Une manière pour moi de vivre pleinement ce que j’ai entraperçu lors d’un trop court concert de leur part, d’alimenter les souvenirs étiolés et éthyliques que j’en ai gardé, un charme resté en tête et qui s’épanouit sur
Feast for Water. Clairement, le côté ingrat que peut avoir Messa, prenant ses influences diverses au pied de la lettre, bifurquant d’un doom au feeling rock, mélodique et sans âge à un jazz flirtant avec le blues dans ce qu’il peut avoir de directement accessible, peut faire pousser à reculer son assiette devant tant de sucreries. Naïf, le groupe l’est bel et bien, lui et ses lignes vocales alternant passages flottants et grands déballages épiques avec un plaisir répété qui, au départ, m’a fait voir en lui les qualités que l’on accorde à un blockbuster au cinéma : vite consommé, vite oublié.
Cependant, à l’heure où le doom metal conjugué au féminin se fait plus discret, moins porteur d’œuvres fortes, l’appétit que j’éprouve pour le genre m’a fait réenvisager cet album. Petit à petit, son envoutement particulier s’est montré, simple, sincère, étonnamment modeste et attachant. La poésie sensuelle et kitsch, comme un drap translucide virevoltant dans la nuit, de « She Knows » ; les caresses mélodiques faisant rêver d’épopées vécues au fil de l’eau de « The Seer » ; les élans altiers et candides de « Tulsi » ; Sara et les souffles soul qu’elle offre, intime et généreuse, sur « Leah »... Décidément, un aussi beau cadeau, même mal emballé, ne se refuse pas !
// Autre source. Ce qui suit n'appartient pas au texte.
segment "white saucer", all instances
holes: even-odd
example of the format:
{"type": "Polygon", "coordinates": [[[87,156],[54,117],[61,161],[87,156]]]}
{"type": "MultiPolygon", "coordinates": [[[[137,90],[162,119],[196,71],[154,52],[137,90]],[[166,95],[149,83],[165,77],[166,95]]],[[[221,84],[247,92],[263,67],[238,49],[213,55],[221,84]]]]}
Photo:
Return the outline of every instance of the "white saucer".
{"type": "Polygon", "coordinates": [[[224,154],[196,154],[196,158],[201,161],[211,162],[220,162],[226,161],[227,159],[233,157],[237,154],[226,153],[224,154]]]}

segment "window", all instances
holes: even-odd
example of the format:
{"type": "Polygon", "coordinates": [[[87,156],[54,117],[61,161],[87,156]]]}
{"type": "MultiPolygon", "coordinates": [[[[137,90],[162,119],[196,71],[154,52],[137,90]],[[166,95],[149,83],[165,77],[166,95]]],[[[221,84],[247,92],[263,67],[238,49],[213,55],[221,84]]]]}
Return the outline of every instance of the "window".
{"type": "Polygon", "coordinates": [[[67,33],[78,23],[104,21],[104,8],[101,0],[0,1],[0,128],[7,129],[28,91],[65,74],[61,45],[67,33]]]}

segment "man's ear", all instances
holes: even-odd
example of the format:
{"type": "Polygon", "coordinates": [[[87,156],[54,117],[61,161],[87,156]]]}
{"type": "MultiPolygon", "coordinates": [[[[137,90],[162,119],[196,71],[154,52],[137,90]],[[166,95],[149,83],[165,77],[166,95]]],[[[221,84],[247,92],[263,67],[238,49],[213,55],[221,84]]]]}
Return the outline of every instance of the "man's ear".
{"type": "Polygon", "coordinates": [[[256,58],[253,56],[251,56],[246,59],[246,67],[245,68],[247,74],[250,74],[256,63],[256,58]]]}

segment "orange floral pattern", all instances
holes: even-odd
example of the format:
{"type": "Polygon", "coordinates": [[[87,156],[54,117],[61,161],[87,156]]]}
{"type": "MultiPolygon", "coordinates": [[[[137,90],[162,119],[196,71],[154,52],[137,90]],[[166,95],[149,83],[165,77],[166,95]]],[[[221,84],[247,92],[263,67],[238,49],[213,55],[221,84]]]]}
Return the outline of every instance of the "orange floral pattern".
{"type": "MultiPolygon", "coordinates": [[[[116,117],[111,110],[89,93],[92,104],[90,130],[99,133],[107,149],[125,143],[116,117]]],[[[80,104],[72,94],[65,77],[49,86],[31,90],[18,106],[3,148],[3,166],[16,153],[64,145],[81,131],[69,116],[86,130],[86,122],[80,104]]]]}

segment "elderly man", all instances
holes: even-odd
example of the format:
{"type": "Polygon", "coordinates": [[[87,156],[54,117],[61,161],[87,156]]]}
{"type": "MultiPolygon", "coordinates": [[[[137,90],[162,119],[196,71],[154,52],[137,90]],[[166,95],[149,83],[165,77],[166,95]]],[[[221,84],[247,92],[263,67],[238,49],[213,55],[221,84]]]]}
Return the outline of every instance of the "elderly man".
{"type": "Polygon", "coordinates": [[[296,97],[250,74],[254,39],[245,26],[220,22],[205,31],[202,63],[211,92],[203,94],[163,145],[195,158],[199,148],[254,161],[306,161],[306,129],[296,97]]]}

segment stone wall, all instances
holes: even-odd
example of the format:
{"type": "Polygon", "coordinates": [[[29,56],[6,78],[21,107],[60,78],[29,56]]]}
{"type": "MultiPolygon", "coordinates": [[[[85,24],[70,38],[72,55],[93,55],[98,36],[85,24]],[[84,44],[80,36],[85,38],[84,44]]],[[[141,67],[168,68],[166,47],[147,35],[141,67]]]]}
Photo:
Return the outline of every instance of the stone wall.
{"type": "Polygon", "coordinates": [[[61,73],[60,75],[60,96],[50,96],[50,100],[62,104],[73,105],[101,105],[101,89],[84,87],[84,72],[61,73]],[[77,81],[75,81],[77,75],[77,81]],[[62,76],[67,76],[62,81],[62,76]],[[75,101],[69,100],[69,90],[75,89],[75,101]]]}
Pour autant, cela n’oblige pas à remercier sans juger. Certes,
Feast for Water aura fini par me montrer des attraits indéniables derrière ses airs effacés, il reste trop maladroit par certains aspects pour voir en lui, comme cela semble être le cas pour beaucoup, un « grand » album. Au-delà d’une conclusion remplissant mal son rôle (« Da Tariki Tariqat », morceau instrumental peu marquant), les Italiens paraissent encore hésiter sur la direction à donner à leur style, alternant et variant les ambiances sans en transmettre une au-dessus des autres. Entre amour pour le retro et la pop (« Snakeskin Drape », accrocheur et au feeling évoquant par instants Led Zeppelin), production vibrante et dronisante, moments évanescents frôlant Bohren & der Club of Gore (« White Stains »), Messa joue sur un fil survolant différents lieux et territoires, sans pour autant parvenir à se poser malgré l’envie de le voir trouver son confort au sein de l’un d’eux. Atmosphère, atmosphère...
Malgré tout,
Feast for Water offre une succession de tours de passe-passe aussi agréables qu’enivrants, avec une humilité et, la plupart du temps, une justesse, permettant de passer un moment rêveur en sa compagnie. Un festin qui, finalement, ne m’aura pas laissé le bec dans l’eau.